Um dos sintomas mais caros da psicopatologia, quando se estuda as psicoses, é o delírio. Esse é o sintoma mais importante dessas enfermidades mentais.

Popularmente, quando dizemos que uma pessoa “está delirando”, geralmente nos referimos àquelas pessoas que estão falando coisas sem sentido ou absurdas.

O delírio é um pouco isso mesmo, mas é mais que isso. O delírio define a psicose porque é a interpretação que o psicótico faz sobre o seu entorno. No entanto, essa interpretação não condiz em nada com a realidade do mundo onde ele vive.
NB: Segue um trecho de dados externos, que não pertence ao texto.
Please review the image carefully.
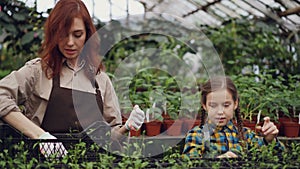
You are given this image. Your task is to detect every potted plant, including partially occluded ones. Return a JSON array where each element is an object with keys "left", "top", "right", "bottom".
[
  {"left": 144, "top": 106, "right": 163, "bottom": 136},
  {"left": 163, "top": 92, "right": 183, "bottom": 136}
]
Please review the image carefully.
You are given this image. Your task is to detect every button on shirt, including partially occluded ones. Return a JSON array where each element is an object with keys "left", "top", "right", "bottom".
[{"left": 183, "top": 121, "right": 284, "bottom": 158}]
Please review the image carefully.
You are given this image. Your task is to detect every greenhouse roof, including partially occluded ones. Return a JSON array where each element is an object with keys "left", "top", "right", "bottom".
[{"left": 137, "top": 0, "right": 300, "bottom": 31}]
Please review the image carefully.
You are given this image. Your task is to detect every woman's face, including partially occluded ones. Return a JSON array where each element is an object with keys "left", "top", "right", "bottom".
[
  {"left": 202, "top": 89, "right": 238, "bottom": 126},
  {"left": 58, "top": 18, "right": 86, "bottom": 65}
]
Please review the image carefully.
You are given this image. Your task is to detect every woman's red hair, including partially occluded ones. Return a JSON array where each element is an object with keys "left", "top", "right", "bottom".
[{"left": 39, "top": 0, "right": 101, "bottom": 80}]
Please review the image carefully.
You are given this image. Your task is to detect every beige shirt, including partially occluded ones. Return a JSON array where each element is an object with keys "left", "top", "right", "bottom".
[{"left": 0, "top": 58, "right": 122, "bottom": 126}]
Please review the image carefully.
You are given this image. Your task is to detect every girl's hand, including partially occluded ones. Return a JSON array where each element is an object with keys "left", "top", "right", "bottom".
[
  {"left": 217, "top": 151, "right": 238, "bottom": 158},
  {"left": 256, "top": 117, "right": 279, "bottom": 143}
]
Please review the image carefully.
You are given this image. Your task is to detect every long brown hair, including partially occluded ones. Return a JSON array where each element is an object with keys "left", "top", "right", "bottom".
[
  {"left": 39, "top": 0, "right": 101, "bottom": 80},
  {"left": 200, "top": 77, "right": 244, "bottom": 141}
]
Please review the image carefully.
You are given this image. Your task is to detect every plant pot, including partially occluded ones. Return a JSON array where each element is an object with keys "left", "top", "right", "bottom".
[
  {"left": 164, "top": 120, "right": 183, "bottom": 136},
  {"left": 243, "top": 120, "right": 260, "bottom": 131},
  {"left": 145, "top": 121, "right": 162, "bottom": 136},
  {"left": 129, "top": 128, "right": 142, "bottom": 137},
  {"left": 182, "top": 119, "right": 200, "bottom": 133},
  {"left": 282, "top": 121, "right": 300, "bottom": 137}
]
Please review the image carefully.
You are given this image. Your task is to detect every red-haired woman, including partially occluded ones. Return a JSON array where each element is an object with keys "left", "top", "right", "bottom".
[{"left": 0, "top": 0, "right": 144, "bottom": 155}]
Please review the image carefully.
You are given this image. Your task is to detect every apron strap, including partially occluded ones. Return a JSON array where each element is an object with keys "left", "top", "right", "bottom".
[{"left": 95, "top": 80, "right": 103, "bottom": 115}]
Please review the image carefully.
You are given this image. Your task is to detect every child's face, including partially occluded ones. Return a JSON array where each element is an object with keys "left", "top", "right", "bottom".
[{"left": 202, "top": 89, "right": 238, "bottom": 126}]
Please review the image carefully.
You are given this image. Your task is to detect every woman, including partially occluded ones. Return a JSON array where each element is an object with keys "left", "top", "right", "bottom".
[
  {"left": 0, "top": 0, "right": 144, "bottom": 156},
  {"left": 183, "top": 77, "right": 284, "bottom": 158}
]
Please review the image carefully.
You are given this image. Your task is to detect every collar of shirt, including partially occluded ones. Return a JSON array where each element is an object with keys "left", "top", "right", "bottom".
[
  {"left": 63, "top": 59, "right": 86, "bottom": 72},
  {"left": 204, "top": 120, "right": 237, "bottom": 134}
]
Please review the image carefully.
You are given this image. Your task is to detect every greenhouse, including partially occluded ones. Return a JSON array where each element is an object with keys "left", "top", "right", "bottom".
[{"left": 0, "top": 0, "right": 300, "bottom": 168}]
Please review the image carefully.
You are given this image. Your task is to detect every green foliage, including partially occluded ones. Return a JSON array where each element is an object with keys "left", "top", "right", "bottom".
[
  {"left": 0, "top": 141, "right": 300, "bottom": 169},
  {"left": 0, "top": 0, "right": 45, "bottom": 70},
  {"left": 204, "top": 19, "right": 300, "bottom": 77}
]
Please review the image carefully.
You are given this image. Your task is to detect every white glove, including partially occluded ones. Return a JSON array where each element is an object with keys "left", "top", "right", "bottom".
[
  {"left": 125, "top": 105, "right": 145, "bottom": 130},
  {"left": 39, "top": 132, "right": 68, "bottom": 157}
]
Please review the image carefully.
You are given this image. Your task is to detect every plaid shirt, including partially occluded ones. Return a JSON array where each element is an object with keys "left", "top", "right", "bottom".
[{"left": 183, "top": 121, "right": 284, "bottom": 158}]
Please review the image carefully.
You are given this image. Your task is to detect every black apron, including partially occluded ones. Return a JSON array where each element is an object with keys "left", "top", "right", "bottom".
[{"left": 41, "top": 76, "right": 103, "bottom": 133}]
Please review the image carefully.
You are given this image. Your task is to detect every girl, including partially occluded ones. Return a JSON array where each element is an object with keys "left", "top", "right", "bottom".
[{"left": 183, "top": 77, "right": 284, "bottom": 158}]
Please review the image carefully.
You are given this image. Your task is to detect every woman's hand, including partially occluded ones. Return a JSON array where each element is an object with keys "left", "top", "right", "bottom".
[
  {"left": 256, "top": 117, "right": 279, "bottom": 143},
  {"left": 217, "top": 151, "right": 238, "bottom": 158}
]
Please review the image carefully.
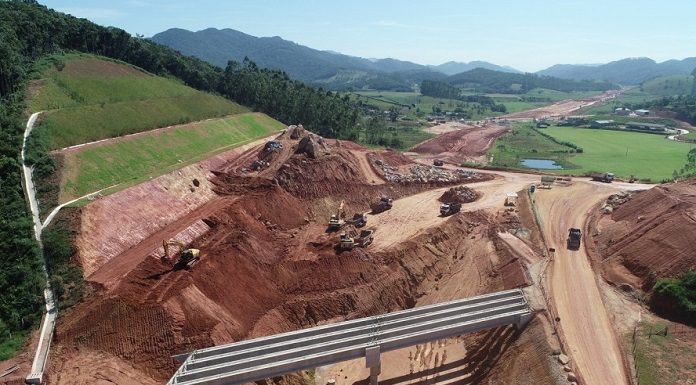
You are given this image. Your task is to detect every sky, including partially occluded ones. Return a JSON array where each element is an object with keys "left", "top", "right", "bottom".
[{"left": 39, "top": 0, "right": 696, "bottom": 72}]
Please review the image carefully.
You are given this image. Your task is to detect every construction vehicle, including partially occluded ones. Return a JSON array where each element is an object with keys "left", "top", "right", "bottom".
[
  {"left": 338, "top": 229, "right": 375, "bottom": 250},
  {"left": 568, "top": 228, "right": 582, "bottom": 250},
  {"left": 329, "top": 201, "right": 346, "bottom": 231},
  {"left": 348, "top": 213, "right": 367, "bottom": 227},
  {"left": 440, "top": 202, "right": 462, "bottom": 217},
  {"left": 370, "top": 197, "right": 394, "bottom": 214},
  {"left": 590, "top": 172, "right": 614, "bottom": 183},
  {"left": 162, "top": 239, "right": 201, "bottom": 269}
]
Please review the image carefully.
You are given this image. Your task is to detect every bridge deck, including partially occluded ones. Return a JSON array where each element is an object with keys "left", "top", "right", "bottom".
[{"left": 168, "top": 290, "right": 531, "bottom": 385}]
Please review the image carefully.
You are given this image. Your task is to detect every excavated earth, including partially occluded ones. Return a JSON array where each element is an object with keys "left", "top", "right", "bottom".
[
  {"left": 594, "top": 181, "right": 696, "bottom": 290},
  {"left": 47, "top": 130, "right": 553, "bottom": 384}
]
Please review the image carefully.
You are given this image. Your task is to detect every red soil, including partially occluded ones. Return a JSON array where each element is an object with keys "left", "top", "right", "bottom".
[
  {"left": 596, "top": 181, "right": 696, "bottom": 289},
  {"left": 411, "top": 125, "right": 510, "bottom": 163}
]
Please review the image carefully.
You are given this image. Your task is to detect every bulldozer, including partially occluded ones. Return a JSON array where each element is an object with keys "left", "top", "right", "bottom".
[
  {"left": 338, "top": 229, "right": 375, "bottom": 251},
  {"left": 162, "top": 239, "right": 201, "bottom": 270},
  {"left": 329, "top": 201, "right": 346, "bottom": 231}
]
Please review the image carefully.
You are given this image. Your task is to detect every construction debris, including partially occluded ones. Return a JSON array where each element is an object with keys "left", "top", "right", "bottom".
[{"left": 374, "top": 159, "right": 480, "bottom": 183}]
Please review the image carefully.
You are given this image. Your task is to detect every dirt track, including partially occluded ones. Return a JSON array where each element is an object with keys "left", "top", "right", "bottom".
[{"left": 536, "top": 183, "right": 629, "bottom": 385}]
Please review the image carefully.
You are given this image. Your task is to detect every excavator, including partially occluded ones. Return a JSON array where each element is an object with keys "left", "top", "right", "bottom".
[
  {"left": 329, "top": 201, "right": 346, "bottom": 231},
  {"left": 162, "top": 239, "right": 201, "bottom": 269}
]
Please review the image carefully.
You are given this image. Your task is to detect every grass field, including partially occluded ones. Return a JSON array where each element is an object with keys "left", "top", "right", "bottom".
[
  {"left": 490, "top": 123, "right": 579, "bottom": 169},
  {"left": 545, "top": 127, "right": 693, "bottom": 182},
  {"left": 491, "top": 124, "right": 694, "bottom": 182},
  {"left": 625, "top": 321, "right": 696, "bottom": 385},
  {"left": 60, "top": 113, "right": 285, "bottom": 202},
  {"left": 28, "top": 55, "right": 248, "bottom": 149}
]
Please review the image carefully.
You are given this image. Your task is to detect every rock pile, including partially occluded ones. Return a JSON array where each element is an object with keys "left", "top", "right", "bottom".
[
  {"left": 374, "top": 159, "right": 480, "bottom": 183},
  {"left": 440, "top": 186, "right": 480, "bottom": 203}
]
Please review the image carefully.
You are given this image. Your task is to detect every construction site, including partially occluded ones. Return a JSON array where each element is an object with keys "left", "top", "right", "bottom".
[{"left": 2, "top": 92, "right": 696, "bottom": 385}]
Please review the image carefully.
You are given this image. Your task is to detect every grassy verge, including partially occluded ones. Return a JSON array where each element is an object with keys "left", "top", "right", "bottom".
[
  {"left": 0, "top": 331, "right": 29, "bottom": 361},
  {"left": 60, "top": 113, "right": 284, "bottom": 202},
  {"left": 42, "top": 208, "right": 86, "bottom": 310},
  {"left": 627, "top": 322, "right": 696, "bottom": 385}
]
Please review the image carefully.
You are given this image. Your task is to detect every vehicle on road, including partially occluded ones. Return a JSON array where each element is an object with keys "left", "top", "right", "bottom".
[
  {"left": 590, "top": 172, "right": 614, "bottom": 183},
  {"left": 338, "top": 229, "right": 375, "bottom": 250},
  {"left": 370, "top": 197, "right": 394, "bottom": 214},
  {"left": 440, "top": 202, "right": 462, "bottom": 217},
  {"left": 568, "top": 228, "right": 582, "bottom": 250}
]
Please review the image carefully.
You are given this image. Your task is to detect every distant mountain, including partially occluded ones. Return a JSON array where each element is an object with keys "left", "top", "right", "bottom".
[
  {"left": 428, "top": 60, "right": 521, "bottom": 75},
  {"left": 151, "top": 28, "right": 435, "bottom": 88},
  {"left": 442, "top": 68, "right": 618, "bottom": 94},
  {"left": 537, "top": 57, "right": 696, "bottom": 85},
  {"left": 151, "top": 28, "right": 519, "bottom": 90}
]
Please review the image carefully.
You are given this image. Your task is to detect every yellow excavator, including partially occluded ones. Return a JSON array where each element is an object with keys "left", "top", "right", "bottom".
[
  {"left": 162, "top": 239, "right": 201, "bottom": 269},
  {"left": 329, "top": 201, "right": 346, "bottom": 231}
]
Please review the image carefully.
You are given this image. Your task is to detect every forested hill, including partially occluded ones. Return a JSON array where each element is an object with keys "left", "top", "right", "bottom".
[
  {"left": 444, "top": 68, "right": 618, "bottom": 93},
  {"left": 0, "top": 0, "right": 358, "bottom": 350},
  {"left": 537, "top": 57, "right": 696, "bottom": 85}
]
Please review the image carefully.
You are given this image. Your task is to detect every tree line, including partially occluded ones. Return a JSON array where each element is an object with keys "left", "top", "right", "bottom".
[{"left": 0, "top": 0, "right": 358, "bottom": 350}]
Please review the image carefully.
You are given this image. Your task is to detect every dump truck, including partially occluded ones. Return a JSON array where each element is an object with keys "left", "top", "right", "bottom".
[
  {"left": 339, "top": 229, "right": 375, "bottom": 250},
  {"left": 348, "top": 213, "right": 367, "bottom": 227},
  {"left": 590, "top": 172, "right": 614, "bottom": 183},
  {"left": 162, "top": 239, "right": 201, "bottom": 269},
  {"left": 370, "top": 197, "right": 394, "bottom": 214},
  {"left": 568, "top": 228, "right": 582, "bottom": 250},
  {"left": 440, "top": 202, "right": 462, "bottom": 217}
]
Ou seja, o delirante fala de fato coisas absurdas ou “loucas”, acha que o mundo o persegue ou acha que uma pessoa específica é a causa de todos os problemas do mundo.

Quem já conviveu com psicótico sabe que não adianta argumentar e contrariar o que ele está dizendo. Uma das características fundamentais do delírio é a sua irredutibilidade à argumentação lógica. O pensamento delirante é forte, é definitivo, é irremovível. E é assim porque o delirante construiu o seu mundo dentro dessa realidade paralela. Esse é o seu mundo, os outros é que estão interpretando tudo errado.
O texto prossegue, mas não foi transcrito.